Les représentations d’Oh les beaux jours de Samuel Beckett se suivent et se ressemblent forcément un peu, l’auteur ayant verrouillé sa pièce avec un luxe de didascalies qui précisent point par point, ligne après ligne, ce qu’il doit en être des silences, du décor, des costumes, des accessoires, des gestes et du ton des interprètes.
Depuis la création de ce monologue en 1963 par Madeleine Renaud, on sait donc que la comédienne qui incarne Winnie est enfermée dans un mamelon de terre où elle s’enfoncera de la taille jusqu’au cou. Qu’à ses côtés, sortant parfois de son terrier, se trouve Willie, compagnon quasi mutique et invisible dont la seule activité notable se limite à lire le journal en tournant le dos à ce qui se passe. Que Winnie extirpera de son sac une ombrelle, une lime à ongles, une brosse à dents, une voilette, des lunettes, un revolver. Et qu’elle monologuera jusqu’à ce que résonnent des sonneries actant la fin du jour. Ou la fin de la vie. Ou la fin du spectacle.
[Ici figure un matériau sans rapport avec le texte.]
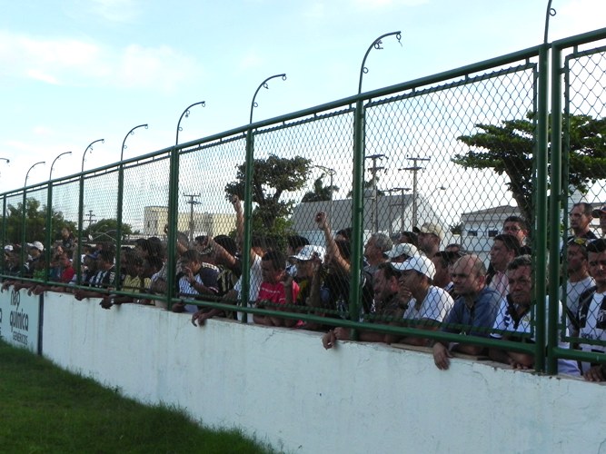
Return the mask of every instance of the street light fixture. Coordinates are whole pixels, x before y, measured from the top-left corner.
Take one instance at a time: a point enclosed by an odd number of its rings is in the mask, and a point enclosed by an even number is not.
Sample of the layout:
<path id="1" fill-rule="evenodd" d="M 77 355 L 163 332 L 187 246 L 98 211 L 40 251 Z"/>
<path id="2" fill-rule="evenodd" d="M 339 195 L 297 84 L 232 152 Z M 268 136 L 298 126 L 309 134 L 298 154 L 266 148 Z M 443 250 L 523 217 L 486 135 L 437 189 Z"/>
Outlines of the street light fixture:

Alain Françon, qui revient pour la troisième fois vers l’œuvre de Beckett (il a monté en 2022 En attendant Godot et, en 2023, Premier amour) crée ce texte au Petit Saint-Martin à sa manière suggestive, qui, sans avoir l’air de toucher à rien, touche à l’essentiel. On se doute que les contraintes n’ont pas déplu à ce maître de la direction d’acteur. Car s’il subsiste une marge de liberté dans la mise en scène d’Oh les beaux jours, elle s’exerce uniquement dans le jeu des comédiens. Alexandre Ruby se glisse, avec l’abnégation requise, dans la peau de Willie. Un rôle fondamental dans le dispositif mis en place par Beckett.